In your letter, you emphasized that you are an `elected constitutional officer.' Neither the inclusion of a county property appraiser among those county officers set forth in s. 1(d), Art. VIII, State Const., nor the elective nature of the office of property appraiser has any effect on the applicability to a county property appraiser of the prohibitions of s. 116.111, F. S., the antinepotism statute. The prior opinions of this office construing s. 116.111 have often involved elected constitutional officers such as clerk of the circuit court (AGO 073-444), tax assessor (AGO 073-3), sheriff (AGO 073-347), and county commissioner (AGO 073-75). The clear language of s. 116.111(1)(a) and (b), in which `agency' and `public official' are defined for purposes of application of s. 116.111, leaves no doubt that a county is an `agency' and a county property appraiser — as a county officer — is a `public official.'

Having established that you are subject to the prohibitions of s. 116.111, F. S., I turn to the question of whether your contemplated marriage to an employee working under you in the property appraiser's office would result in a violation of s. 116.111 if that employee continues working after your marriage. In your letter, you stated your view that this question has been answered by previous opinions of this office. I agree. The official view of this office regarding situations such as yours is that the marriage does not require termination of a validly hired employee who becomes the spouse of the appointing or employing officer. The employee in such a situation may continue working in his or her same position, but may not be promoted or advanced thereafter by the related public official or upon the official recommendation of the related public official. In AGO 070-18, it was held:

. . . a change in the marital status of the appointing officer, or of a relative of such officer, could effect a change in the relationship of an existing employee to the official. In these circumstances, since the original appointment was not based on a blood or marital relationship, the reason for the anti-nepotism rule ceases insofar as the employment of such employee is concerned and should not be applied to require the discharge of such employee. Our statute prohibits the `promotion or advancement' of an employee by an official when the prohibited relationship exists; and it is this provision of the statute, rather than the `appointment' or `employment' provision, that is applicable when a prohibited relationship comes into existence subsequent to a valid appointment or employment.

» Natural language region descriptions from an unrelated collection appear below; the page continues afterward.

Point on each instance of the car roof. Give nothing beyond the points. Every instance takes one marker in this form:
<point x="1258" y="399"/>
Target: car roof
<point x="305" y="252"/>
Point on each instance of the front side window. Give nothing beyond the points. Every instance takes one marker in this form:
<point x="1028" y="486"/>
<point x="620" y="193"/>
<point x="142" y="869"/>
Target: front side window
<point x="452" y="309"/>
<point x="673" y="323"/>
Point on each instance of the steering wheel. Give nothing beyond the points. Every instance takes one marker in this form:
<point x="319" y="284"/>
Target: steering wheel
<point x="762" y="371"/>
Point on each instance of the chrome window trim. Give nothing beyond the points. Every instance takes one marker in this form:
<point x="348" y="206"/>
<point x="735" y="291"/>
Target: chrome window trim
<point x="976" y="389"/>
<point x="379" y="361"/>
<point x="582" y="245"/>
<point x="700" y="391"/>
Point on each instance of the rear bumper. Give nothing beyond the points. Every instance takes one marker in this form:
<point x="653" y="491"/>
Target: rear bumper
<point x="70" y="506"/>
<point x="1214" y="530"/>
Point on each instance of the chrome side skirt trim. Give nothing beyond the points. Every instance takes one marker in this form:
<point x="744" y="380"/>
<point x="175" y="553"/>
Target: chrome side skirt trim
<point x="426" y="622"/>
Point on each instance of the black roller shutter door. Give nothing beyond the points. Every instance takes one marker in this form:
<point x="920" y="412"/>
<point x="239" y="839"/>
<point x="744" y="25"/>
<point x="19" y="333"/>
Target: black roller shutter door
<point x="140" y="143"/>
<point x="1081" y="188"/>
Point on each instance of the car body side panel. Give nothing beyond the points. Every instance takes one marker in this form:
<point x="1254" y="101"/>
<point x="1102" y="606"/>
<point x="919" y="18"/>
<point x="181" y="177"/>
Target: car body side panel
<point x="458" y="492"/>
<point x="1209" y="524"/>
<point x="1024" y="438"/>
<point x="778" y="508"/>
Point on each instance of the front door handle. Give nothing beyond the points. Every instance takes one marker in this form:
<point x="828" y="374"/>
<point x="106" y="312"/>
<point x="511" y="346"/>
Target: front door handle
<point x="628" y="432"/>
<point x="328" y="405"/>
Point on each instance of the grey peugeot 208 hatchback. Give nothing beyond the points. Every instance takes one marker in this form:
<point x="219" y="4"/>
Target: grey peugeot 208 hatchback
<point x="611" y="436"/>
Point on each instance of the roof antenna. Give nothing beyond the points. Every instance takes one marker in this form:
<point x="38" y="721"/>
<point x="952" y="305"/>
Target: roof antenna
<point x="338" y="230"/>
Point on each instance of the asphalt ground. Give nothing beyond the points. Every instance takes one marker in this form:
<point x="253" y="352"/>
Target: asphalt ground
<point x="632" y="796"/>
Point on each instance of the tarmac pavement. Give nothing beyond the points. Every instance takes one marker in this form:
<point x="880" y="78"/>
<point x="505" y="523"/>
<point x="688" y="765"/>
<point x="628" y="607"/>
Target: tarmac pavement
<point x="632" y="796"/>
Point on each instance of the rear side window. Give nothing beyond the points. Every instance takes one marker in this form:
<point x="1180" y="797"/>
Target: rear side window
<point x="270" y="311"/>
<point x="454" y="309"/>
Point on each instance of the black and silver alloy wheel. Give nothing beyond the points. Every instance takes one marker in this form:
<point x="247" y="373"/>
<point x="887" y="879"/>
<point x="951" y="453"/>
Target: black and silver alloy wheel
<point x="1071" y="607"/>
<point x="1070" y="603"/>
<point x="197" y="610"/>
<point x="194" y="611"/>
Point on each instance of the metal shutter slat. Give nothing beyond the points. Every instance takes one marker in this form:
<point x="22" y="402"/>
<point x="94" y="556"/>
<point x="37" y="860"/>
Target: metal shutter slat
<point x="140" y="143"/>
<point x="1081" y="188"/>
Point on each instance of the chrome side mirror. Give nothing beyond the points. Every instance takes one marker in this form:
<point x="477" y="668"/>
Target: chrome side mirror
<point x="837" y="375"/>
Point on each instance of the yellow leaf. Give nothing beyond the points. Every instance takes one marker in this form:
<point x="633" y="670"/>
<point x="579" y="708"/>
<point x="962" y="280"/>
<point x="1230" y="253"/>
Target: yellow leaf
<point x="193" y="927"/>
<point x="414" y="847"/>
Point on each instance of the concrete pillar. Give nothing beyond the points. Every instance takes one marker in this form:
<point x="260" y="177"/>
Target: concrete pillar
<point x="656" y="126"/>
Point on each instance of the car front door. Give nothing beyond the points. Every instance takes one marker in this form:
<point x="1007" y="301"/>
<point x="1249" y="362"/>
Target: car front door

In regard to the prohibition against promotion or advancement, which would be applicable in your situation, it was held in AGO 070-76 that a public official may include a relative in a routine salary increase. That holding was based on the premise that the terms `advance' and `promote' contemplate an elevation in station or rank, rather than merely an increase in salary in the same position. This interpretation was recently approved in the case of Slaughter v. City of Jacksonville, 338 So.2d 902 (1 D.C.A. Fla., 1976).

The court quoted from AGO 070-76 and stated, at 904:

[H]ad the legislature intended for the term `advancement' to include a salary increase without an increase in grade, it could very easily have said so. It is our view that it is only an increase in grade which elevates an employee to a higher rank or position of greater personal dignity or importance and is an advancement or promotion.

The specific relationship of husband and wife was the subject of AGO 074-255, in which approval was given to a husband and wife working together in the same agency, so long as neither promotes or advances the other or recommends or advocates the promotion or advancement of the other. In AGO 074-255, I stated the following in regard to the purpose and effect of s. 116.111:

The antinepotism statute was clearly not intended to prevent relatives from working together in public employment. The statute simply prohibits one who has the authority to employ, appoint, promote, advance, or recommend same, from using that authority with respect to his or her own relative.

It is thus my opinion that, should you marry an employee of your office whose initial hiring was valid, that employee may continue working in her same position and may participate in routine salary increases, but may not be promoted or advanced, or recommended or advocated for same, by you.